Hito didn’t choose vinyl, it chose her. And its trappings and triumphs have influenced her ever since. Her selection is more creative as the limitation of tracks available on vinyl means she will draw deep for classic tracks to join the dots. The physical challenge of mixing records that can’t be manipulated digitally is also something she embraces.

“I love the thrill and the risk,” the Japanese-born, Berlin-based DJ admits. “Vinyl has an end. There’s no loop unless you use machines. You have to mix by the rules of the record. I chase those thrilling moments from one track to the other. Sometimes I have a bad day and do a lot of bad beat-matching. Other times I have a perfect day and the mixing is so good. Like good weather and bad weather.”

Her creative philosophy is backed up by fastidious technical aptitude, one that saw her travel back to Tokyo to study deck mechanics and the long-lost art of turntable TLC. “My tour manager and I went to Japan and studied with my master DJ Ko Kimura,” she says, alluding to another thing that makes her unique: she acknowledges the place in DJ craft for master roles.

“He’s like Tokyo’s Frankie Knuckles or David Morales. He’s also a talented mechanic. He can fix cars, speakers, headphones and of course turntables. We learned a lot from Ko. How to set up in different scenarios, how to avoid vibrations, faulty cabling, bad needles, setting the level of the needle. It’s very important. Knowing how heavy the weight should be calibrated in different environments. Detailed technical facts.”

It’s this precision balance of philosophy and technicality, deliberation and detail, that make Hito a perfect fit for Richie Hawtin’s ENTER. concept – although their first connection when they met in Berlin in 2008 wasn’t through music or technology at all.

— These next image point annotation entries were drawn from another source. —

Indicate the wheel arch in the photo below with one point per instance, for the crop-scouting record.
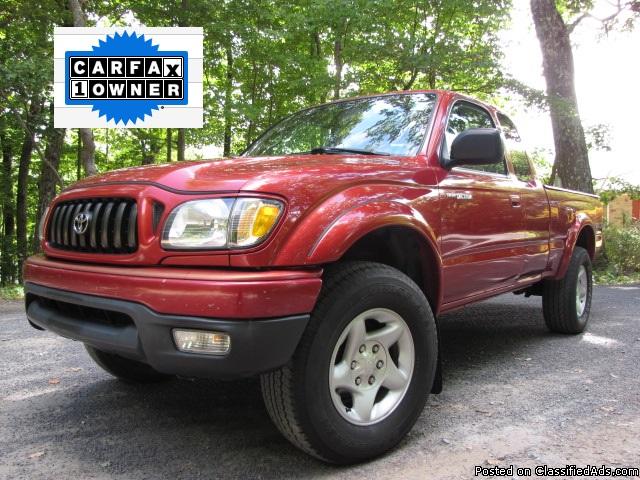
(581, 234)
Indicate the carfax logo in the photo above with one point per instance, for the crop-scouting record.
(127, 79)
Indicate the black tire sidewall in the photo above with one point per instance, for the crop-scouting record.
(347, 441)
(582, 259)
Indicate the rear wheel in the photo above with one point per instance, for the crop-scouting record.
(363, 370)
(125, 369)
(566, 303)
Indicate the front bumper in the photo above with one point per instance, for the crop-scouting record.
(214, 293)
(131, 311)
(134, 331)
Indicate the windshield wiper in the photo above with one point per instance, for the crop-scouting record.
(336, 150)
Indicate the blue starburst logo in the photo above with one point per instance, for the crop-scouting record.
(126, 78)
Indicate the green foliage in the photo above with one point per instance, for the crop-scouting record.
(263, 61)
(622, 249)
(611, 187)
(14, 292)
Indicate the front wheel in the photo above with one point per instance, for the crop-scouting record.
(566, 303)
(363, 370)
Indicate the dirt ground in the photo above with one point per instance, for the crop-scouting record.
(514, 395)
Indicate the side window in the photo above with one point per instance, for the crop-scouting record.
(517, 154)
(464, 116)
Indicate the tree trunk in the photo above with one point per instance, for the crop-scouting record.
(23, 184)
(181, 144)
(48, 174)
(182, 22)
(79, 157)
(88, 152)
(228, 91)
(337, 60)
(572, 158)
(88, 145)
(169, 143)
(7, 269)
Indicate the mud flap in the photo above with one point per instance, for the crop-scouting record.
(437, 381)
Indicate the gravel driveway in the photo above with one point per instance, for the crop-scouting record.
(514, 394)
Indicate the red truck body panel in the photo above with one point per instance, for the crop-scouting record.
(487, 233)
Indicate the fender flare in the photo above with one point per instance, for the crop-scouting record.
(582, 222)
(340, 234)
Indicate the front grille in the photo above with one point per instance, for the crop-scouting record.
(109, 225)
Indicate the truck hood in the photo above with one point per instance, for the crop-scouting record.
(287, 176)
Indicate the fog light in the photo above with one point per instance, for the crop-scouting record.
(202, 341)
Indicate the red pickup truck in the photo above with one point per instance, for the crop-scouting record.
(319, 259)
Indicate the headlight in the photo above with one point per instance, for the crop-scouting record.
(43, 218)
(220, 223)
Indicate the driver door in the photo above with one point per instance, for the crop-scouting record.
(482, 218)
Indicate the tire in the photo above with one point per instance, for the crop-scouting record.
(566, 303)
(125, 369)
(306, 399)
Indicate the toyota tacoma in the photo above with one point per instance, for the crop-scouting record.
(319, 259)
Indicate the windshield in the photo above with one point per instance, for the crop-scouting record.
(391, 124)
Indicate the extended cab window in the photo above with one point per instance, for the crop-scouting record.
(517, 153)
(466, 115)
(389, 124)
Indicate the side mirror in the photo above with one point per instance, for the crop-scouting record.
(476, 146)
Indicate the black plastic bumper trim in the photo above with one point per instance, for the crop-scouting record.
(257, 345)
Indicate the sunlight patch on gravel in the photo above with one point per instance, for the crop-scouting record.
(598, 340)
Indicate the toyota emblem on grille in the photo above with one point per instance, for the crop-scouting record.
(81, 223)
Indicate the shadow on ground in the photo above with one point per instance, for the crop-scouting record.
(208, 428)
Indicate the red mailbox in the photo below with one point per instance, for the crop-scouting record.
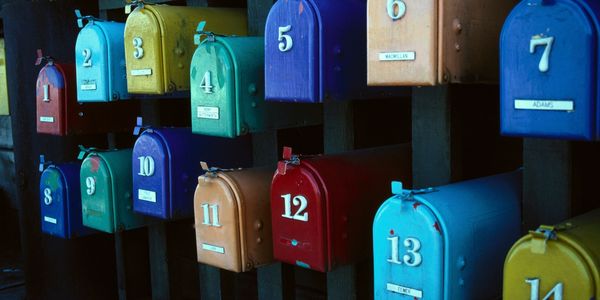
(322, 207)
(59, 113)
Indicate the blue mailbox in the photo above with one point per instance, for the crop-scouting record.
(446, 243)
(100, 60)
(315, 49)
(166, 166)
(60, 200)
(549, 63)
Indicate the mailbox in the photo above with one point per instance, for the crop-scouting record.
(100, 60)
(159, 43)
(556, 262)
(106, 198)
(233, 218)
(59, 113)
(322, 206)
(416, 43)
(543, 92)
(60, 201)
(314, 49)
(448, 242)
(227, 76)
(166, 167)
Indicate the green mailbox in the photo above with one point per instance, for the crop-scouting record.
(227, 90)
(106, 197)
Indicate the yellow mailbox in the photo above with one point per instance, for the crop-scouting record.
(159, 43)
(556, 262)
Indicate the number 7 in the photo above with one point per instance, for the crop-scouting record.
(540, 41)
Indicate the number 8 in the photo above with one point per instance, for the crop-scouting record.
(392, 5)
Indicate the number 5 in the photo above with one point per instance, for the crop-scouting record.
(287, 45)
(540, 41)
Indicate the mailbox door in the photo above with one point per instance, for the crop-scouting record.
(402, 42)
(213, 91)
(299, 218)
(97, 194)
(143, 53)
(91, 59)
(51, 100)
(53, 199)
(548, 59)
(217, 223)
(151, 176)
(408, 251)
(292, 67)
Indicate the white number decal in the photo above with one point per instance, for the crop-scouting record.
(541, 41)
(535, 290)
(412, 259)
(146, 166)
(90, 182)
(299, 200)
(396, 9)
(47, 196)
(285, 41)
(207, 215)
(87, 57)
(206, 83)
(138, 53)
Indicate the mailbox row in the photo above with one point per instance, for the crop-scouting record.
(321, 212)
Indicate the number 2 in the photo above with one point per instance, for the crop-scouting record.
(542, 41)
(285, 41)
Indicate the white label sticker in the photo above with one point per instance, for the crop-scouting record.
(47, 119)
(141, 72)
(213, 248)
(395, 56)
(404, 290)
(208, 112)
(145, 195)
(563, 105)
(50, 220)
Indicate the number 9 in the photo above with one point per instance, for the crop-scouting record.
(393, 5)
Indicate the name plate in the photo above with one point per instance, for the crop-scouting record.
(397, 56)
(404, 290)
(559, 105)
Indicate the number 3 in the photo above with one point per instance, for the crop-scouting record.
(287, 45)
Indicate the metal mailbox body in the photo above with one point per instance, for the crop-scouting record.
(106, 197)
(321, 207)
(159, 43)
(233, 219)
(100, 62)
(449, 243)
(227, 76)
(314, 50)
(417, 43)
(556, 262)
(60, 201)
(166, 165)
(549, 78)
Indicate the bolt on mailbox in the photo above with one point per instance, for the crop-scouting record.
(314, 49)
(233, 218)
(549, 77)
(100, 60)
(159, 43)
(556, 262)
(60, 200)
(416, 43)
(59, 113)
(448, 242)
(166, 167)
(322, 206)
(106, 198)
(227, 75)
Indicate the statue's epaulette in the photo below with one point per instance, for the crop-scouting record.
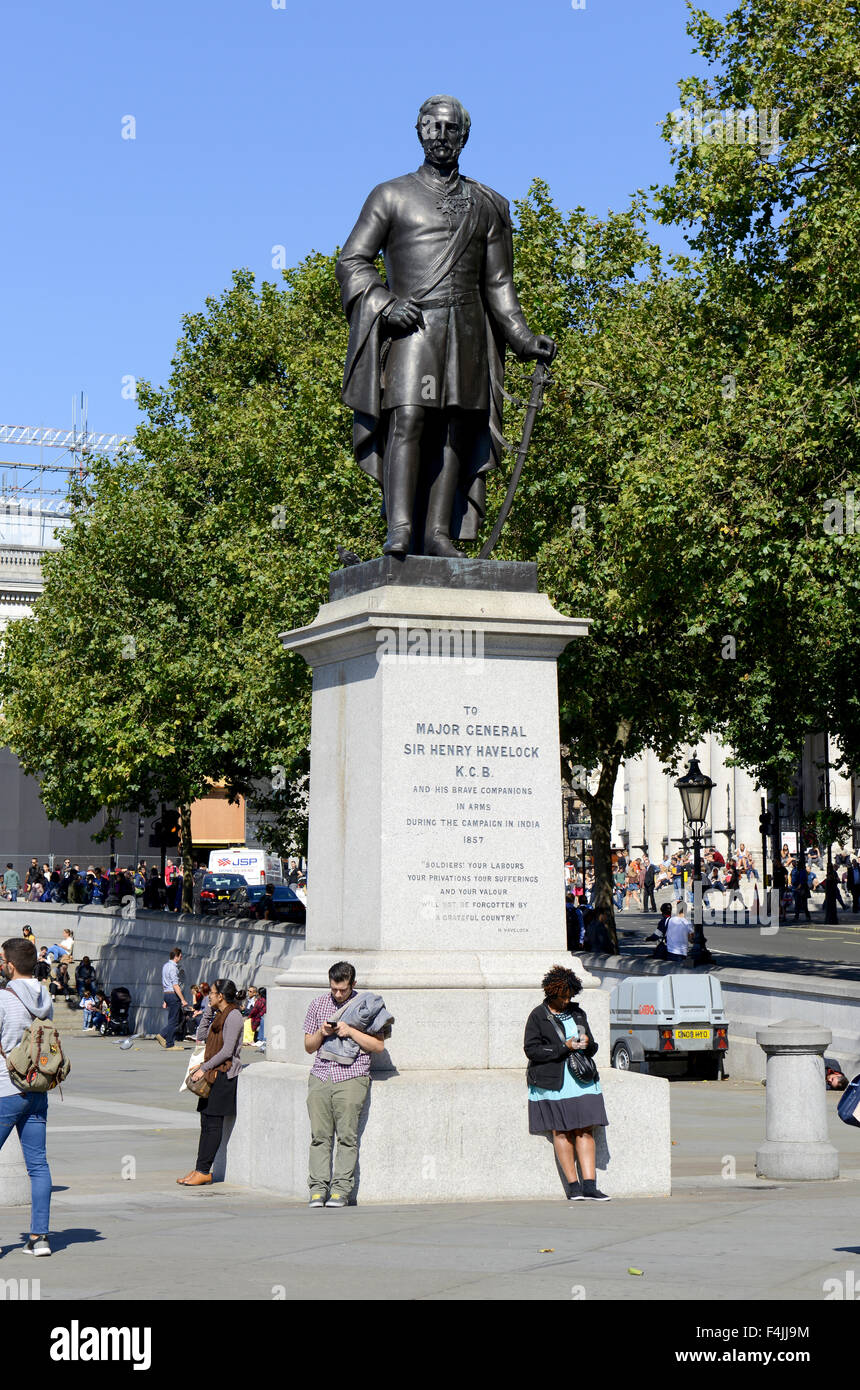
(498, 200)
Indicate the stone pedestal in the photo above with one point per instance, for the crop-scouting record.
(14, 1182)
(436, 869)
(796, 1144)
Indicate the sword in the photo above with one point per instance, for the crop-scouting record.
(539, 380)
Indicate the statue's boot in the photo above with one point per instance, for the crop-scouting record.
(400, 499)
(438, 526)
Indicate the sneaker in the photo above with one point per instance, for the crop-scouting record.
(38, 1246)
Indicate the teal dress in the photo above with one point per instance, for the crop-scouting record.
(575, 1105)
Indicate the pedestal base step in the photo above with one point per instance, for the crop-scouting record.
(448, 1136)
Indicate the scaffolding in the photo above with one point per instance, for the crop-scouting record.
(45, 485)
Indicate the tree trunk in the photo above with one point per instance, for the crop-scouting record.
(600, 806)
(600, 809)
(186, 849)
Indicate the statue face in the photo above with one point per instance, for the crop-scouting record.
(441, 135)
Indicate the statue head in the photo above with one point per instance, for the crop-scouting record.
(442, 125)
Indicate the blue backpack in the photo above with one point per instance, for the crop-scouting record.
(848, 1108)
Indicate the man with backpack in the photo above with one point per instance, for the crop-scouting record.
(24, 1105)
(648, 884)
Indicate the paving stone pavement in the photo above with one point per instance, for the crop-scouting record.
(142, 1237)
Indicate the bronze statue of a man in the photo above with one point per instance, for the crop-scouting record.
(425, 362)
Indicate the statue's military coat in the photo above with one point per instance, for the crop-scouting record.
(446, 243)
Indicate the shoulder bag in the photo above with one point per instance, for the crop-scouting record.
(582, 1068)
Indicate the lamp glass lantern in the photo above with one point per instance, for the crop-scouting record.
(695, 792)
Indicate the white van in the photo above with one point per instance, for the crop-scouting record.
(254, 865)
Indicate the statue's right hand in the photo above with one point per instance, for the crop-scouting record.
(404, 313)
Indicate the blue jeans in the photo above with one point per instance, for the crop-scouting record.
(28, 1114)
(174, 1011)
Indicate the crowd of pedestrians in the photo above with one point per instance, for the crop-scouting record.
(637, 881)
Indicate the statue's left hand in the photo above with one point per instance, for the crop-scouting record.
(539, 346)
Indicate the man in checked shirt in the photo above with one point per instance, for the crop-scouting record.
(335, 1093)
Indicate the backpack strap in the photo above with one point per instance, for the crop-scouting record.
(21, 1001)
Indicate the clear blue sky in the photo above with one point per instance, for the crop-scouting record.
(260, 127)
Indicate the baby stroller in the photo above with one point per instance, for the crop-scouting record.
(118, 1023)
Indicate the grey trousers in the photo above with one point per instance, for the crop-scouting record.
(335, 1108)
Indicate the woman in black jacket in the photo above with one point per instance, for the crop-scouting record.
(559, 1101)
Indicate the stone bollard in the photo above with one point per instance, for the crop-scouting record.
(796, 1143)
(14, 1183)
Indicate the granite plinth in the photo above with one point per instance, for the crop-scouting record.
(441, 1136)
(796, 1146)
(435, 815)
(434, 797)
(438, 573)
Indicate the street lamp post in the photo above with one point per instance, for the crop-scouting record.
(695, 795)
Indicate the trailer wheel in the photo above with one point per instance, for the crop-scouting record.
(624, 1059)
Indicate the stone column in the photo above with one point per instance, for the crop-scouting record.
(14, 1183)
(796, 1144)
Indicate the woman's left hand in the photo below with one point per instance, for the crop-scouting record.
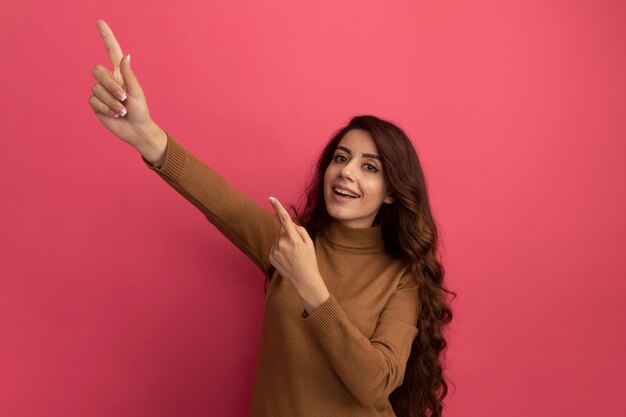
(293, 256)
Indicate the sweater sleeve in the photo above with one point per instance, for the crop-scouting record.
(246, 224)
(370, 368)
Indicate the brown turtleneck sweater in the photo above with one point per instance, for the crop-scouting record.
(346, 357)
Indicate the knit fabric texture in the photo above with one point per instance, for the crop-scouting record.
(347, 356)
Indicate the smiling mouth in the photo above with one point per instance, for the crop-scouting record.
(344, 193)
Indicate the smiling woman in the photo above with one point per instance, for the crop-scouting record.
(356, 307)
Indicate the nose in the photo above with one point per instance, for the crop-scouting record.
(347, 171)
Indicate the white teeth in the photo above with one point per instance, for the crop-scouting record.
(345, 192)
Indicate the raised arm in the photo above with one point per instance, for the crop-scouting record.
(120, 104)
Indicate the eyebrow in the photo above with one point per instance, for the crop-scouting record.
(366, 155)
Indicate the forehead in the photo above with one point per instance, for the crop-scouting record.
(358, 141)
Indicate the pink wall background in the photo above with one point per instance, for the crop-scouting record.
(118, 298)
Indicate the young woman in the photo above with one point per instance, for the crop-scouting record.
(355, 308)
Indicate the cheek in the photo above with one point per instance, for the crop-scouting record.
(375, 189)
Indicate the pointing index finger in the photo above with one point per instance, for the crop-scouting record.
(113, 48)
(284, 217)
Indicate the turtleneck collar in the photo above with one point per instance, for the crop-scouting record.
(354, 239)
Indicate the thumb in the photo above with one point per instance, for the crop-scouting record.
(130, 80)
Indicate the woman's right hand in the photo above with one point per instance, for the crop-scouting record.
(120, 104)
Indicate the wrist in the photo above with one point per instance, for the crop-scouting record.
(152, 144)
(313, 295)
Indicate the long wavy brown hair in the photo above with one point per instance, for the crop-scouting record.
(410, 233)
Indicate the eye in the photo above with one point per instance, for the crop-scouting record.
(371, 168)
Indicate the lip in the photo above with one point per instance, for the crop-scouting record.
(333, 186)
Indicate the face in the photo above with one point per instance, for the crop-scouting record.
(354, 184)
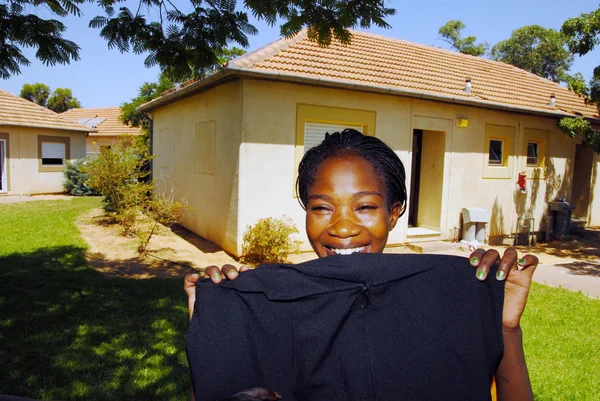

“At the beginning we were studying sake. That was our connection, not music,” she recalls. “We were playing very different music. Then in 2012 when ENTER.Sake began he called me up and I guess he was positively surprised, so kept inviting me back.”

In a sea of egos, humility is the fifth factor that gives Hito a refreshing edge. Her role as a MODEL 1 ambassador is equally unique. A member of a crack team of DJs who embrace the widest spectrum of technology in their own unique combinations, Hito plays the concept of PLAYdifferently in a different way…

“A mixer is a musical instrument,” says Hito. “To use a mixer is to perform. The better the instrument, the more you will push the sound. With the MODEL 1 you get into the details of the frequencies; it’s not just high-mids-low, the sounds are more crafted. You can feel the frequencies in the mix. It’s completely changed how I feel and see the sound.”

Hito first felt this change when she debuted on the mixer after just two hours of practice (or “study”, as she calls it) at the PLAYdifferently HQ. She then DJed on it at one of techno’s most illustrious and respected venues: Frankfurt’s Robert Johnson.

“Everyone could see it, it’s a scary memory to this day!” she laughs. “But the scariest day was the live-streamed show that launched the mixer. The world was watching. Now I can laugh. But I have never had such a scary experience. But that’s the risk all DJs should embrace: trying something new and pushing yourself.”